Cali' is correct... The valve is a schrader-type valve - just like those you use to fill your tires, only larger.
When you screw on the freon hose, take care - freon FREEZES when it expands (as in when it leaks out of a fitting rapidly) and can cause some skin freezing if you are not careful. Just find the fitting, and when you screw on the hose, commit to doing it. Don't over tighten the fitting, most of those lines are aluminum - finger tight is good - but make them snug.
Just so you know - you will still hear the "clicking" after adding the freon, just not as often. You may also feel a bit of surging when the air compressor kicks in. That is normal - as it robs the engine of some horsepower when it cycles on and off. The click is when the magnet starts and engages the air conditioning pump pulley - when it is not on, it just free wheels. Once air is called for, the magnet engages, and then the pump itself starts to pull, and compress the freon in the system. The click is the magnet engaging.

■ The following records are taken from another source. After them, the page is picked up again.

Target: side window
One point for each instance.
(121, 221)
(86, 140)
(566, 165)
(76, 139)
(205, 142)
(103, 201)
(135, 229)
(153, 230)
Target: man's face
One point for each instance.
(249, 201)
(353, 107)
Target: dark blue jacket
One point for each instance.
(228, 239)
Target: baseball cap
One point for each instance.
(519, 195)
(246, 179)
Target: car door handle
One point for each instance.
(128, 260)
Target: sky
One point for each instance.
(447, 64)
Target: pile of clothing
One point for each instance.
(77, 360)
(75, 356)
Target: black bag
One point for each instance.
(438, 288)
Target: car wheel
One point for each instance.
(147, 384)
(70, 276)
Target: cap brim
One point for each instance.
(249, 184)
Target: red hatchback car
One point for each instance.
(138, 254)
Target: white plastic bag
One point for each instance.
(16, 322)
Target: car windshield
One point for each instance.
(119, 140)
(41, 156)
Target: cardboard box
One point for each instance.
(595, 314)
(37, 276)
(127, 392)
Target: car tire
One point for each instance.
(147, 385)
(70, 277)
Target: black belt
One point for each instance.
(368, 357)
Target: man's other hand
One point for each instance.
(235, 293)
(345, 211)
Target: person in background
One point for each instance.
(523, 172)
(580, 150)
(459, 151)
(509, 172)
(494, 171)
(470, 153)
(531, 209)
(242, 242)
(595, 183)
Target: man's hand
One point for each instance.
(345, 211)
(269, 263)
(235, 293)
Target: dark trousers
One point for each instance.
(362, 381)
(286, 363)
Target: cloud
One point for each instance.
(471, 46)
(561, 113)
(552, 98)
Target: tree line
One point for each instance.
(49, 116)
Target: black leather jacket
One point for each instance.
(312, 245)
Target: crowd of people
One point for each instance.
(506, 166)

BTW, air conditioning works by expansion of the freon gas. When freon expands it becomes cool. The compressor compresses the freon into a liquid at hgh pressure (the high line - which is smaller in diameter and goes from the pump through the dryer (a small canister) and then into the evaporator coil (in your heater box) where it expands, and cools. After the expansion, it is returned to the pump, through the condensor coil (that radiator thing located in the grill area of your truck) where it is compressed into a liquid again, to repeat the cycle. That, simply, is how air conditioning works.